Hehe yeah, we get this question a lot.
Bottom line it comes down to tax treatment. That is the biggest factor - in a TFSA where there is little tax implication, then its not as important. BIPC was created specifically for US retail and fund managers to better invest in the company as there are restrictions for them around funds. By introducing the corporation, now US investors can more easily access the stock. That is why it was done in the first place. For Canadians however, its not as important, especially when holding in a registered account.
WHen BIPC was first introduced, it traded at a pretty significant premium to BIP.UN. When anyone asked, I said that while a premium may be deserved due to favourable tax treatment but it got as high as 30% - it was way overdone.

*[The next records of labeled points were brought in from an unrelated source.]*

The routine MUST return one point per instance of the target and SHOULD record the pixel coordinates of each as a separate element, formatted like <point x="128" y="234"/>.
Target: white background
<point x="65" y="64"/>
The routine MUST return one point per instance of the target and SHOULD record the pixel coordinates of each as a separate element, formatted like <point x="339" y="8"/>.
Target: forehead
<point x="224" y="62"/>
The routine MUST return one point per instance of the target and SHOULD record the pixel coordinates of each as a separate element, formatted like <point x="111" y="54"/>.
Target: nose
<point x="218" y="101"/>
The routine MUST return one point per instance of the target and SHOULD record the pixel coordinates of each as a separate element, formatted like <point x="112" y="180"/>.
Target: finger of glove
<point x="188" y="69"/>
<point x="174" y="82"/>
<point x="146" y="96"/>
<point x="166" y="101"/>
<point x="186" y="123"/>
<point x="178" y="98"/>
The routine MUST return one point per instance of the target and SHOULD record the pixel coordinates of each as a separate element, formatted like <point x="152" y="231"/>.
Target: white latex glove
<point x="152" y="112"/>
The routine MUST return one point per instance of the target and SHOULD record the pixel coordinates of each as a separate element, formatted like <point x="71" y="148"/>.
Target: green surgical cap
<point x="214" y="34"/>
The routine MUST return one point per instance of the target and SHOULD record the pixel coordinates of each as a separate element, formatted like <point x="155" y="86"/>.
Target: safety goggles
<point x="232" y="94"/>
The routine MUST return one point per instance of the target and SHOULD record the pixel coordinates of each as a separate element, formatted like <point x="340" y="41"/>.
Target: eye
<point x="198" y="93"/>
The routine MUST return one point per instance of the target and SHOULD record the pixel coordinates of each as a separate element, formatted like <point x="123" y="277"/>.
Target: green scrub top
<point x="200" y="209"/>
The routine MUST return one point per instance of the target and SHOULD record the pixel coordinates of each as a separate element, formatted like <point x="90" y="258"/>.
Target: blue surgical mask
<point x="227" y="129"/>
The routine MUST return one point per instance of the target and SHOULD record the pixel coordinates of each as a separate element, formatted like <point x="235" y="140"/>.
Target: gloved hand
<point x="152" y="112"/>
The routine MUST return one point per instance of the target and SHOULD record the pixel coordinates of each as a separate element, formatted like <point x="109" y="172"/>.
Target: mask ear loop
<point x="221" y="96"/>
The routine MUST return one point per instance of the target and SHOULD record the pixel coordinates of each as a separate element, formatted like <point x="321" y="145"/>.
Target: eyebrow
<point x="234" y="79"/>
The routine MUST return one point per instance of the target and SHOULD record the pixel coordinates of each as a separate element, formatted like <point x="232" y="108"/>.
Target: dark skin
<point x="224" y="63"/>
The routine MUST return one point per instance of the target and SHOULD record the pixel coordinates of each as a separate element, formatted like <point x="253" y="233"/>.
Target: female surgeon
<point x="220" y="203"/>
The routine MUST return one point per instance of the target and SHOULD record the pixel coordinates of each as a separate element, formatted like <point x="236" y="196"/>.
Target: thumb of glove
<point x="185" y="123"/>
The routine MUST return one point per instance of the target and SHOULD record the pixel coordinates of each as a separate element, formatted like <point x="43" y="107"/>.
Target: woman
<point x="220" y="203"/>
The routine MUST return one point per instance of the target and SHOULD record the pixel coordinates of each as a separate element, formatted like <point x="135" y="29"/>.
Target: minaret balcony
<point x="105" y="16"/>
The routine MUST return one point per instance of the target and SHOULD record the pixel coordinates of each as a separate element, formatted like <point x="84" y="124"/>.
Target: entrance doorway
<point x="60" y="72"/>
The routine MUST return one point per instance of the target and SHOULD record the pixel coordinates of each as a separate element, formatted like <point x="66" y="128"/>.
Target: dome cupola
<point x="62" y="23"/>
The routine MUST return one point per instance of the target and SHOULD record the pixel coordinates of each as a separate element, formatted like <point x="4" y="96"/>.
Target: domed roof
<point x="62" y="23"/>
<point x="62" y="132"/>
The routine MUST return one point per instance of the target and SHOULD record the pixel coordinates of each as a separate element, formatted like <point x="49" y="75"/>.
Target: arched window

If they are expected to be economically equivalent why would a Canadian pay a 30% premium for one over the other? I always said, I'd buy BIP.UN vs BIPC in that instance in a heartbeat (or BEP.UN vs BEPC which was the same scenario). Because of the big gap, BIP.UN had a higher yield and if held in a registered account, I felt that paying 30% premium for BIPC just wasn't warranted.
Fast forward today and sure enough, BIP.UN has closed the gap considerably. In fact, YTD, BIP.UN is sitting on gains of 12% vs the 18% loss for BIPC. Since the split, the gap is now only 7.1% - which is much more reasonable. I'd now expect them to both track each other moving forward. However, it would not surprise me if the markets acted irrationally again and bid up BIPC - time will tell.
Circling back to your question - there is not a clear answer. However, for simplicity sake if holding in a non-registered, than BIPC may be the better option since the dividend is an eligible dividend and not complicated whereas BIPC is a distribution and much like a REIT contains several forms of distributions (dividend, roc, interest, etc) which makes for more complicated tax reporting.